Good news, BPO workers! House Deputy Speaker and Las Piñas Congresswoman Camille Villar has introduced a groundbreaking measure — the BPO Workers Bill. The bill seeks to reshape the landscape of the business process outsourcing (BPO) industry.
Officially known as the BPO Workers’ Welfare and Protection Act of 2023 or House Bill 9342, this legislative initiative seeks to establish robust standards ensuring the fair and compassionate treatment of all workers within. Keep reading to learn more!
A Better Workplace
With the BPO industry remaining one of the country’s promising cash cows, Villar emphasizes the need to treat its workers justly and humanely:
“It is imperative to treat the BPO worker in a just and humane manner and ensure that all the rights and benefits of BPO workers are provided for and accorded to them as mandated by the Labor Code.”
Villar underscores the significance of establishing better industry standards. This is to ensure the safety, well-being, and rights of employees working in this crucial sector.
The BPO Workers Bill addresses the unique challenges faced by BPO workers, such as night shifts, health sacrifices, and time commitments to their families. It advocates for comprehensive protections like occupational health and safety, work-life balance, fair compensation, and transportation perks. The bill also includes the right to self-organization.
Under the provisions of the bill, BPO companies are explicitly prohibited from compelling employees to pay a company bond or imposing unreasonable fees upon premature departure. The legislation also safeguards workers from discrimination based on various factors, such as ethnicity, gender, sexual orientation, age, race, religion, and more.
The BPO Workers Bill also explicitly prohibits abusive language, physical violence, or any act that undermines the dignity of an employee.
Under the bill, there’ll be no more “endo” for BPOs moving forward. The measure ensures that BPO workers attain regular employee status after completing six months of work. This includes probationary, training, or apprenticeship periods. It limits normal work hours to eight hours a day, with a mandatory day off each week.
As for overtime, provisions have also been set. Overtime work is to be compensated at the regular hourly wage plus 25%. Night shift differentials should not be less than 10% of the regular wage for each hour worked during the night shift. There’ll be no more taking advantage of hardworking BPO employees.
Consequences for Violators
The BPO Workers Bill lays down stringent consequences for violations.

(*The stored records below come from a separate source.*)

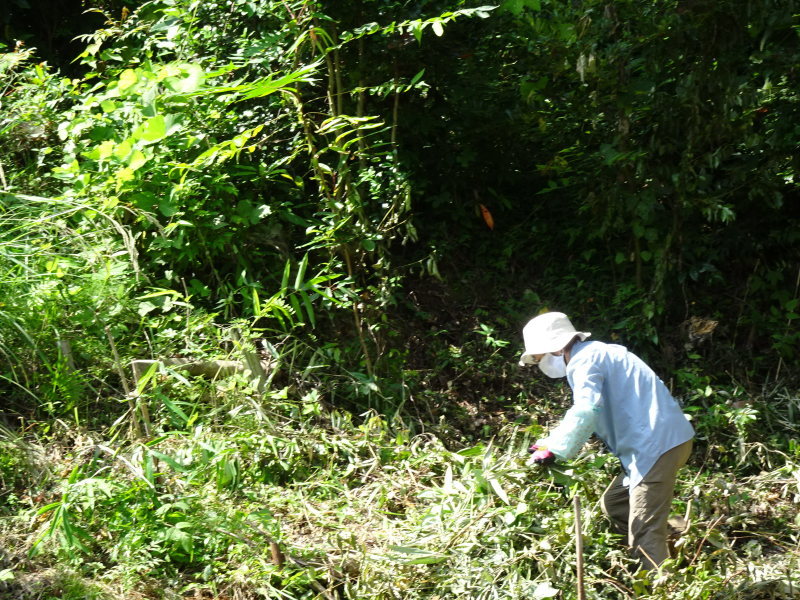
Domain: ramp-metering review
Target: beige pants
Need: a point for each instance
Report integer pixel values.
(642, 512)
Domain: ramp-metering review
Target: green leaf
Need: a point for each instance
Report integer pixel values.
(153, 130)
(301, 273)
(498, 489)
(127, 79)
(137, 160)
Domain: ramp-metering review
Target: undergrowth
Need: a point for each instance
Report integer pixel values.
(289, 497)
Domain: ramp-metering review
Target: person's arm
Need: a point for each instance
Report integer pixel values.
(578, 423)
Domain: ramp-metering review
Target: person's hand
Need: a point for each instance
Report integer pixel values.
(542, 456)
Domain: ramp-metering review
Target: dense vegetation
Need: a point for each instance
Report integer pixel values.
(328, 221)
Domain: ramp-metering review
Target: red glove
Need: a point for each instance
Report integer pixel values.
(542, 456)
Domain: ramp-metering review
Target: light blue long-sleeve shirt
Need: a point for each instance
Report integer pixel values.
(618, 397)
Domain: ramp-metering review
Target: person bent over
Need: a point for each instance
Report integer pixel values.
(620, 399)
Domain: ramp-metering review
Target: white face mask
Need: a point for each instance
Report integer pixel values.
(553, 366)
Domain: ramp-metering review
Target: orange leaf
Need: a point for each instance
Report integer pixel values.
(487, 216)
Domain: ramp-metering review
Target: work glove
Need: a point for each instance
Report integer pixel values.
(542, 456)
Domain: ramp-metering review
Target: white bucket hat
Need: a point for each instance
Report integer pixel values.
(547, 333)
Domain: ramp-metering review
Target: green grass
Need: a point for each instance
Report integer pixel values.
(361, 508)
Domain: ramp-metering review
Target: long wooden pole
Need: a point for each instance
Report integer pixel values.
(579, 547)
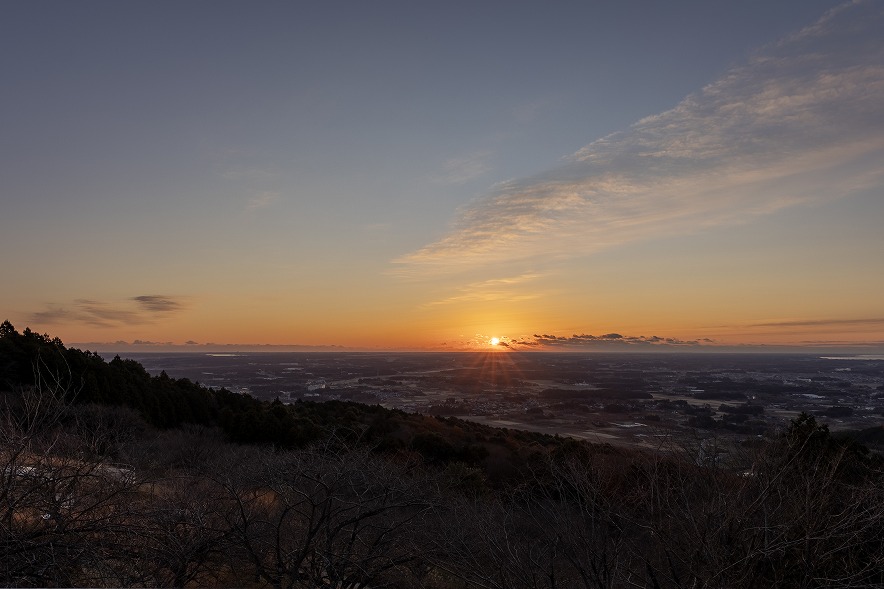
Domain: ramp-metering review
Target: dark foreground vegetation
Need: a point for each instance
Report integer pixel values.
(111, 477)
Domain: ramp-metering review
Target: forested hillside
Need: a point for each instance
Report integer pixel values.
(112, 477)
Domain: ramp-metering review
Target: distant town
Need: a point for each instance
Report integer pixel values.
(622, 399)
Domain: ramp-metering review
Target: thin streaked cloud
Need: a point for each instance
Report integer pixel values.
(509, 289)
(800, 123)
(142, 309)
(460, 170)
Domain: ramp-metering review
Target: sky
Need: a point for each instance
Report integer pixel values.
(430, 175)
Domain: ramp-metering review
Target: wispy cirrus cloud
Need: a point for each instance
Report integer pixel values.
(138, 310)
(459, 170)
(801, 122)
(607, 341)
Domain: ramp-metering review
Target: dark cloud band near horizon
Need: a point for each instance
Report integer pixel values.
(104, 314)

Fines begin at P100,000. Possible imprisonment ranges from two months to one year for individuals or companies found guilty.
Villar reiterates the government’s primary responsibility of safeguarding the welfare of workers, especially the youth, in BPO companies to ensure the continued growth of the industry. Without having the pertinent laws in place, protecting these workers will be more difficult.
Thank you, Rep. Camille Villar for this initiative! We applaud your unwavering commitment to BPO workers. The rest of our lawmakers need to recognize this industry more as well. With more business districts being created, more workers will surely enter this sector. We hope to see this change come to fruition soon!